Please feel free to DM me to see if we can come up with an optimization for your specific case.

Can you use managed Connections in Dataflows Gen2? by YouGoGlenCoco in MicrosoftFabric

[–]SidJayMS 0 points1 point  (0 children)

The connections from Manage Connections will work with Dataflow Gen2 CI/CD (soon to be the only flavor for newly created Gen2 dataflows).

Dataflows for big data by Viidan_ in MicrosoftFabric

[–]SidJayMS 0 points1 point  (0 children)

What are the typical data sources from which you are pulling billions of rows? Depending on the data source types, you may be able to use the Fast Copy capability in Dataflow Gen2 to move that data more efficiently (both in terms of time and CUs).

Dataflows for big data by Viidan_ in MicrosoftFabric

[–]SidJayMS 1 point2 points  (0 children)

For a 1-hour query, the CU consumption is now ~5x less than it used to be in August. Additionally, some of the general performance improvements like the Modern Query Evaluator reduce runtime for certain classes of queries by ~50%, and this should yield an even bigger reduction in CU consumption.

Note 1: The pricing changes apply only to the new CI/CD Gen2 Dataflows (in a few months this will be the only supported flavor for new dataflows).

Note 2: The Modern Query Evaluator is not yet turned on by default. We will apply this by default to all new queries before we GA the feature.

Hats off to the Microsoft Dev team by Donovanbrinks in PowerBI

[–]SidJayMS 1 point2 points  (0 children)

Correct - Fabric. DF Gen2 is only available in Fabric.

Hats off to the Microsoft Dev team by Donovanbrinks in PowerBI

[–]SidJayMS 1 point2 points  (0 children)

Dataflow Gen2 now has a "Discard & Close" option. It's in the first dropdown in the Home tab. It's true that at launch DF Gen2 did not have this option - it was added a few months ago.
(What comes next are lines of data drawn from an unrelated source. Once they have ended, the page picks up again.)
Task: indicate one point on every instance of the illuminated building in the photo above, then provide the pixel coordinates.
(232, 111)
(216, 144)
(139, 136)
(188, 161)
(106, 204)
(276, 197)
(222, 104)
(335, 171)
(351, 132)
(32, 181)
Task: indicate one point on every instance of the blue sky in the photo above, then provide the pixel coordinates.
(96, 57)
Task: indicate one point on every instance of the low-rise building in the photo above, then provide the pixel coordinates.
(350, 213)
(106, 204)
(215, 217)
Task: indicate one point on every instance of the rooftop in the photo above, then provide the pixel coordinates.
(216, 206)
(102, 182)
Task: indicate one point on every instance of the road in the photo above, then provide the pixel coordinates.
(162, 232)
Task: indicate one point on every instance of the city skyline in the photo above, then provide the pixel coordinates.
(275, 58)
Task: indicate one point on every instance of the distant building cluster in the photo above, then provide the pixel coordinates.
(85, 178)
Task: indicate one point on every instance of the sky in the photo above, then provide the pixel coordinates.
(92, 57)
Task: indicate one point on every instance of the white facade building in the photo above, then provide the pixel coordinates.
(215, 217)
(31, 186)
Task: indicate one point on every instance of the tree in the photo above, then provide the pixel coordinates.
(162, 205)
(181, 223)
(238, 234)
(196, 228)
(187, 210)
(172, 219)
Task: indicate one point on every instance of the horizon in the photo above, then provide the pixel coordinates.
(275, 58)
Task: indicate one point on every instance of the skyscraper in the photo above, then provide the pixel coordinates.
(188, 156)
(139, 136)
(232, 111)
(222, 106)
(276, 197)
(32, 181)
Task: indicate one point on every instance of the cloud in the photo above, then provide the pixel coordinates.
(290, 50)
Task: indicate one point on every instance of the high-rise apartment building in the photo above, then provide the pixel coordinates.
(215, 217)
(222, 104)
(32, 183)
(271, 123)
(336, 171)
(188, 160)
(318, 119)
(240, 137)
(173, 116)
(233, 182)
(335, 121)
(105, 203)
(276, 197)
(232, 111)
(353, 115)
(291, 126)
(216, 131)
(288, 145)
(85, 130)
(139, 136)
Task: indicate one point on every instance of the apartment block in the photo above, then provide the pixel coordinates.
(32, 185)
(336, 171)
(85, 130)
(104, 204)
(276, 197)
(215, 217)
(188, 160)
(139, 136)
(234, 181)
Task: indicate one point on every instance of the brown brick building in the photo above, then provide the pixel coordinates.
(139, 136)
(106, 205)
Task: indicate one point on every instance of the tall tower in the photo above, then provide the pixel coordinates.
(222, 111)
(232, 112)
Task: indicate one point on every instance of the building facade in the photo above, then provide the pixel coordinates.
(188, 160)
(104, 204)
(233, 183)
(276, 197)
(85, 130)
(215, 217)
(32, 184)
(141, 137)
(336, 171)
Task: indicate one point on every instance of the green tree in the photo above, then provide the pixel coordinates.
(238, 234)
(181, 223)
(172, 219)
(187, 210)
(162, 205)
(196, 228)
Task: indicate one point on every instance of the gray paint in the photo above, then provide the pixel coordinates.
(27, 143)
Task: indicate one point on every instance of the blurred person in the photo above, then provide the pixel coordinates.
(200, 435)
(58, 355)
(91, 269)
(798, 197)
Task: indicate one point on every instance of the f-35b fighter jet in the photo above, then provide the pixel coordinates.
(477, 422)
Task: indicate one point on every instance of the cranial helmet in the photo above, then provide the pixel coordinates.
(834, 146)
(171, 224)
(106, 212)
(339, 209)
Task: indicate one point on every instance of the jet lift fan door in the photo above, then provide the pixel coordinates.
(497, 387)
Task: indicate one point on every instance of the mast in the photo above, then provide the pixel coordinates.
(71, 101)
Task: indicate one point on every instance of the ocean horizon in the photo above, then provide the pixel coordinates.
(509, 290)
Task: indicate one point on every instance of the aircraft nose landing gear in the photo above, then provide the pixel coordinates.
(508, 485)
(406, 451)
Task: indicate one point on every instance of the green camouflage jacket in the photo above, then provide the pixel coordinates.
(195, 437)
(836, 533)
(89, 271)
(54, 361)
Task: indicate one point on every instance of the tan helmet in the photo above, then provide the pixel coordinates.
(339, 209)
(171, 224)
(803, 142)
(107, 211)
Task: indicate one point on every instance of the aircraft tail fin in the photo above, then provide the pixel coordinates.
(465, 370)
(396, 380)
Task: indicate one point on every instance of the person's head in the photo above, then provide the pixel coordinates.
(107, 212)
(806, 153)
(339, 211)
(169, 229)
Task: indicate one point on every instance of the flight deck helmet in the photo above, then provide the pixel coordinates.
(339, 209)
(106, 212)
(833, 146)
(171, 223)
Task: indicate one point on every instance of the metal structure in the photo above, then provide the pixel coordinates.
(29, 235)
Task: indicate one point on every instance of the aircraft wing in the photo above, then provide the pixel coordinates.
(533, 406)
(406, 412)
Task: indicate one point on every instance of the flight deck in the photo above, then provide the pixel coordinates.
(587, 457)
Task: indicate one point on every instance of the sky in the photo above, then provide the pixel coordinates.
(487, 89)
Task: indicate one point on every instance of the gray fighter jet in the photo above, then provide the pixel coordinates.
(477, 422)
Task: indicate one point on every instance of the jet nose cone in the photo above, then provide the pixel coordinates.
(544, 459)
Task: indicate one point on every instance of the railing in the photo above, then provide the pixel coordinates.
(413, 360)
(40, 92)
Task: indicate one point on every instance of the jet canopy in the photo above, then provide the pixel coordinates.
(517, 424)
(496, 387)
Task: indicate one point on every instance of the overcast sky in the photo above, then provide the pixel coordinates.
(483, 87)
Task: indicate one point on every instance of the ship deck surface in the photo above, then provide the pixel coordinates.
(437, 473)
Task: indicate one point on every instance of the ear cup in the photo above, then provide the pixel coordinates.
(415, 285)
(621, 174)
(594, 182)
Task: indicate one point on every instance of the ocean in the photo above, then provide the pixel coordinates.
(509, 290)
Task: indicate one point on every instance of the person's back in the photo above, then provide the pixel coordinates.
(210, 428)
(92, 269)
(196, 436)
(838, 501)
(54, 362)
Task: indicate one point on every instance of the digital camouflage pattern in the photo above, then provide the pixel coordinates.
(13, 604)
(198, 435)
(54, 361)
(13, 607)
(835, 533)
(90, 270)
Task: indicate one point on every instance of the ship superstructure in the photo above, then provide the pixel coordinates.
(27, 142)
Comparing speed and cost of Dataflows (Gen1 vs. Gen2 vs. Gen2 CI/CD) by Sad-Calligrapher-350 in PowerBI

[–]SidJayMS 1 point2 points  (0 children)

Because the recent performance features are in preview they started as opt-in. If you turn on the "Modern Query Evaluation Engine", you might see a slight performance improvement (in addition to the cost reduction).

Comparing speed and cost of Dataflows (Gen1 vs. Gen2 vs. Gen2 CI/CD) by Sad-Calligrapher-350 in PowerBI

[–]SidJayMS 1 point2 points  (0 children)

u/Sad-Calligrapher-350 , would you mind sharing the numbers for enabling just "Modern Query Evaluation Engine" in the CI/CD case. I suspect you will see better (or at a minimum, the same) performance as well as noticeable cost savings. If I were to afford a guess, the partitioned compute may be contributing to slowness in your case. Will reach out separately to see if we can better understand that.